Microsoft Releases Scanning Tool Scanning Tool Available for GDI+ Vulnerability Sean Michael Kerner
As part of Microsoft's update package released this week to patch numerous vulnerabilities, the company included the MS04-028 Enterprise Scanning Tool. The tool is intended to help enterprises identify and apply updates specific to the MS04-028 security bulletin regarding a Buffer Overrun in JPEG Processing (GDI+).
According to a Microsoft spokesperson, the company issued the new tool in response to enterprise customer feedback about difficulties in scanning and patching for MS04-28. It is not intended for use in environments where enterprises already have an update management tool like Microsoft Systems Management Server (SMS) in place.
The MS04-028 Enterprise Scanning Tool allows system admins to scan their networks to identify potentially vulnerable machines. It will then automatically apply the appropriate MS04-028 updates, which were issued
Sept. 14, from a LAN (define) share. The following week, proof of concept exploits for the flaw began circulating.
The MSO4-28 bulletin describes a critical flaw of a remote code execution vulnerability when users open a JPEG (define) image file on an unpatched Windows PC. Utilizing a number of widely distributed tools, a
hacker may create a JPEG that, when rendered, causes a buffer overrun and could potentially allow the intruder access to the user PC via a Trojan or
other such malware (define).
Hackers know that Trojans work when unsuspecting users click or open the delivery mechanism while on unpatched PCs. That's exactly what they hope happens with the latest Trojan making the round this week, this time using the image of British soccer player David Beckham as bait.
Security researchers at Sophos and elsewhere have found thousands of instances of the Trojan bait, which claim to show Beckham in a compromising position.
The message reads, "David Beckham of Real Madrid was caught by photographers with his pants down. Early in the morning he was photographed with a Spanish hooker in a rather compromising position. Photos yet to hit the newspapers have been released here."
"Hackers and virus writers will try all kinds of tricks to entice people into downloading their malicious code," said Graham Cluley, senior technology consultant for Sophos, in a statement. "Now they are trying to suggest that England's football captain David Beckham has been playing away from home. The public's appetite for salacious gossip about the private life of the Beckhams might lead some into an unpleasant computer infection."

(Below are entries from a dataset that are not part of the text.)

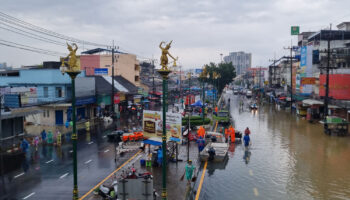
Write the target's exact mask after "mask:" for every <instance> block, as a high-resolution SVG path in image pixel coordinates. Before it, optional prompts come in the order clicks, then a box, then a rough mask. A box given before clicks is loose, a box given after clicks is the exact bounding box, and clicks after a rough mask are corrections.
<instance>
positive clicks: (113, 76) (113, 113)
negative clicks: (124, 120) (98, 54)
mask: <svg viewBox="0 0 350 200" xmlns="http://www.w3.org/2000/svg"><path fill="white" fill-rule="evenodd" d="M111 98H112V112H111V113H112V118H114V111H115V105H114V40H113V47H112V95H111Z"/></svg>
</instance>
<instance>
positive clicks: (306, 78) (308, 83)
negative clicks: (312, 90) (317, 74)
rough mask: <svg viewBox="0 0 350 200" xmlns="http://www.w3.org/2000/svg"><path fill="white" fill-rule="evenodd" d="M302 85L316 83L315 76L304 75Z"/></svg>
mask: <svg viewBox="0 0 350 200" xmlns="http://www.w3.org/2000/svg"><path fill="white" fill-rule="evenodd" d="M300 83H301V84H302V85H314V84H316V78H315V77H303V78H301V82H300Z"/></svg>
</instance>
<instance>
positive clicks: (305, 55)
mask: <svg viewBox="0 0 350 200" xmlns="http://www.w3.org/2000/svg"><path fill="white" fill-rule="evenodd" d="M306 49H307V47H306V46H303V47H301V51H300V67H303V66H306V54H307V51H306Z"/></svg>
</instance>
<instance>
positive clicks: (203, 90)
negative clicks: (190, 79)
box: [202, 79, 205, 126]
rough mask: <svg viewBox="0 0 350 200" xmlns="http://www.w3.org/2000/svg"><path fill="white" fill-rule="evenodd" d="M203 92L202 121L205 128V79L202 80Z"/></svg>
mask: <svg viewBox="0 0 350 200" xmlns="http://www.w3.org/2000/svg"><path fill="white" fill-rule="evenodd" d="M202 91H203V94H202V96H203V102H202V115H203V116H202V120H203V126H204V101H205V100H204V99H205V91H204V79H202Z"/></svg>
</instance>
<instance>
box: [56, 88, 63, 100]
mask: <svg viewBox="0 0 350 200" xmlns="http://www.w3.org/2000/svg"><path fill="white" fill-rule="evenodd" d="M60 97H63V94H62V87H56V98H60Z"/></svg>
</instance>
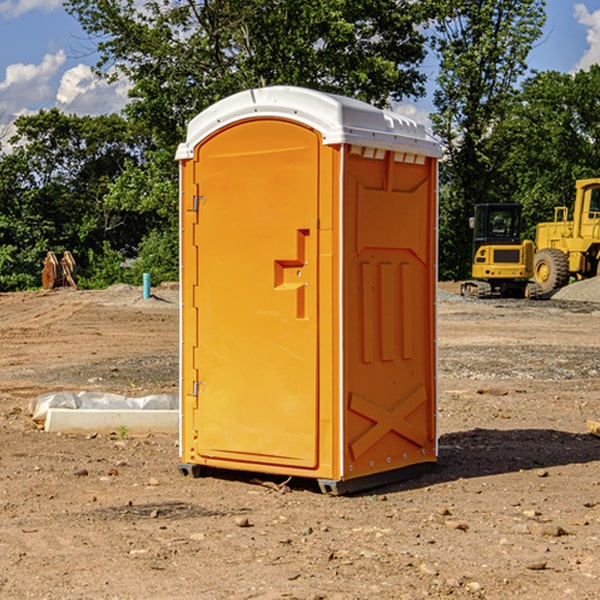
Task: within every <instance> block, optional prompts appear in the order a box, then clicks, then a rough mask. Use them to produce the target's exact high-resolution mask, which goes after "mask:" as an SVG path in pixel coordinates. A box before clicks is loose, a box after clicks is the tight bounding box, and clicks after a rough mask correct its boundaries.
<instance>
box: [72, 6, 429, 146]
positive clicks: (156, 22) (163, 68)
mask: <svg viewBox="0 0 600 600" xmlns="http://www.w3.org/2000/svg"><path fill="white" fill-rule="evenodd" d="M65 6H66V8H67V10H68V11H69V12H70V13H71V14H73V15H74V16H75V17H76V18H77V19H78V20H79V22H80V23H81V25H82V27H83V28H84V30H85V31H86V32H87V33H88V34H89V35H90V39H91V40H92V41H93V42H94V43H95V44H97V49H98V51H99V53H100V60H99V63H98V65H97V67H98V71H99V72H100V73H104V74H105V76H107V77H117V76H120V75H124V76H126V77H127V78H128V79H129V80H130V81H131V83H132V86H133V87H132V89H131V92H130V96H131V99H132V100H131V103H130V105H129V106H128V107H127V109H126V110H127V114H128V115H129V116H130V117H132V118H133V119H134V120H136V121H143V122H144V123H145V124H146V127H147V128H148V130H149V131H152V133H153V135H154V136H155V138H156V141H157V143H158V144H159V145H160V146H161V147H162V146H164V145H165V144H170V145H174V144H175V143H177V142H178V141H181V139H182V135H183V131H184V128H185V126H186V124H187V122H188V121H189V120H190V118H192V117H193V116H195V115H196V114H197V113H198V112H200V111H201V110H203V109H204V108H206V107H207V106H209V105H211V104H212V103H214V102H215V101H217V100H219V99H221V98H223V97H225V96H228V95H230V94H232V93H234V92H238V91H240V90H243V89H247V88H251V87H257V86H265V85H273V84H286V85H301V86H307V87H313V88H316V89H320V90H323V91H330V92H337V93H341V94H345V95H349V96H353V97H356V98H360V99H362V100H365V101H367V102H372V103H374V104H377V105H384V104H386V103H388V102H389V100H390V99H396V100H399V99H401V98H404V97H405V96H416V95H420V94H422V93H423V91H424V89H423V83H424V80H425V77H424V75H423V74H421V73H420V72H419V70H418V66H419V64H420V63H421V61H422V60H423V58H424V56H425V47H424V43H425V38H424V36H423V34H422V33H420V31H419V29H418V27H417V26H418V25H419V24H421V23H423V22H424V20H425V19H426V17H427V10H430V7H429V5H428V3H418V2H417V3H415V2H412V1H411V0H378V1H377V2H375V1H373V0H304V1H302V2H299V1H298V0H204V1H201V2H196V1H195V0H178V1H175V2H173V0H148V1H146V2H144V4H143V6H142V7H141V8H140V5H139V3H138V2H135V0H125V1H121V0H118V1H117V0H67V2H66V4H65Z"/></svg>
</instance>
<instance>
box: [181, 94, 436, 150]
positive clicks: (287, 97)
mask: <svg viewBox="0 0 600 600" xmlns="http://www.w3.org/2000/svg"><path fill="white" fill-rule="evenodd" d="M268 117H278V118H285V119H290V120H293V121H297V122H299V123H303V124H305V125H307V126H309V127H312V128H314V129H316V130H317V131H319V132H320V133H321V135H322V137H323V144H325V145H331V144H340V143H346V144H353V145H358V146H366V147H369V148H380V149H383V150H394V151H396V152H411V153H415V154H420V155H424V156H433V157H440V156H441V148H440V144H439V143H438V142H437V141H436V140H435V139H434V138H433V137H432V136H430V135H429V134H428V133H427V132H426V131H425V127H424V126H423V125H421V124H418V123H416V122H415V121H413V120H412V119H409V118H408V117H404V116H402V115H399V114H397V113H393V112H391V111H387V110H381V109H379V108H376V107H374V106H371V105H370V104H367V103H366V102H361V101H360V100H354V99H352V98H346V97H344V96H336V95H335V94H327V93H324V92H318V91H315V90H310V89H306V88H301V87H292V86H273V87H265V88H257V89H251V90H245V91H243V92H240V93H238V94H234V95H233V96H229V97H228V98H225V99H223V100H220V101H219V102H217V103H215V104H213V105H212V106H210V107H209V108H207V109H206V110H204V111H202V112H201V113H200V114H199V115H197V116H196V117H195V118H194V119H192V120H191V121H190V123H189V125H188V131H187V138H186V141H185V143H182V144H180V145H179V148H178V149H177V154H176V158H177V159H178V160H183V159H188V158H192V157H193V156H194V147H195V146H197V145H198V144H199V143H200V142H201V141H202V140H203V139H205V138H206V137H208V136H209V135H211V134H212V133H214V132H215V131H217V130H219V129H221V128H222V127H225V126H227V125H230V124H232V123H235V122H236V121H241V120H245V119H249V118H268Z"/></svg>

According to a Microsoft spokesperson, this particular attack is not exploiting any new Microsoft vulnerability, bur rather is relying on users with unpatched PCs to deploy. If users stick to the basic steps of protecting their PCs, there is less risk from these types of attacks.
"There are some really basic guidelines that customers can follow that will help protect them on the Internet from all sorts of attacks, including the Trojan that entices users with news of Beckham," the Microsoft spokesperson said. "To protect your PC, Microsoft continues to recommend that all customers follow the three prescriptive measures outlined at www.microsoft.com/protect. Windows XP SP2 already incorporates the key steps of Protect Your PC."